Hundreds of Americans from the cruise ship took charter flights home, as Japan announced another 70 infections had been confirmed on the Diamond Princess. Canada, Hong Kong and Italy were planning similar flights.

The 300 or so Americans flying on U.S.-government chartered aircraft back to the U.S. will face another 14-day quarantine at Travis Air Force Base in California and Lackland Air Force Base in Texas. The U.S. Embassy said the departure was offered because people on the ship were at a high risk of exposure to the virus. People with symptoms were banned from the flights.

About 255 Canadians and 330 Hong Kong residents are on board the ship or undergoing treatment in Japanese hospitals. There are also 35 Italians, of which 25 are crew members, including the captain.

In China’s Hubei province, where the outbreak began in December, all vehicle traffic will be banned in another containment measure. It expands a vehicle ban in the provincial capital, Wuhan, where public transportation, trains and planes have been halted for weeks.

Exceptions were being made for vehicles involved in epidemic prevention and transporting daily necessities.

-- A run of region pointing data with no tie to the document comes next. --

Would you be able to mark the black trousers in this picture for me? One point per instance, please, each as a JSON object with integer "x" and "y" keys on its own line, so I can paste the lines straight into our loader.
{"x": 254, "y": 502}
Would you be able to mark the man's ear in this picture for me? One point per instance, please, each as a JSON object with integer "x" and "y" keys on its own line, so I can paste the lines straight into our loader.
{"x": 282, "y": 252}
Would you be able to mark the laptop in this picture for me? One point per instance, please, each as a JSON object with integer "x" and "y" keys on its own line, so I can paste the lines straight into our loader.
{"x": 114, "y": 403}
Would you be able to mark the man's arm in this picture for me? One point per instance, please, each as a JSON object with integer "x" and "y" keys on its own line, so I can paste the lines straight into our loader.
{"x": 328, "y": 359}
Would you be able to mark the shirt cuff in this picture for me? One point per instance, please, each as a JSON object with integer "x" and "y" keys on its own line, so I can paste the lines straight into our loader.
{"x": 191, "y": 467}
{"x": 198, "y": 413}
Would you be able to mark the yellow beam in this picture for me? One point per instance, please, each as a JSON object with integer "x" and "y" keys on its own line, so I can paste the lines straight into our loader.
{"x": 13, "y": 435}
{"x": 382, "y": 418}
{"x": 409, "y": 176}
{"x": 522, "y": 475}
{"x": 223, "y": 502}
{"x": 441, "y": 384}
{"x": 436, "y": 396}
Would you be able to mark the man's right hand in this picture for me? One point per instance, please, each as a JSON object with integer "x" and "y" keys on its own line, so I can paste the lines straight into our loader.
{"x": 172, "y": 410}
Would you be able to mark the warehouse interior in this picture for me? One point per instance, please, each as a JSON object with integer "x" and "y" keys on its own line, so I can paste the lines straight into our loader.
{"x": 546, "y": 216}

Hubei has built new hospitals with thousands of patient beds and China has sent thousands of military medical personnel to staff the new facilities and help the overburdened health care system.

Last Thursday, Hubei changed how it recognized COVID-19 cases, accepting a doctor’s diagnosis rather than waiting for confirmed laboratory test results, in order to treat patients faster. The tally spiked by more than 15,000 cases under the new method.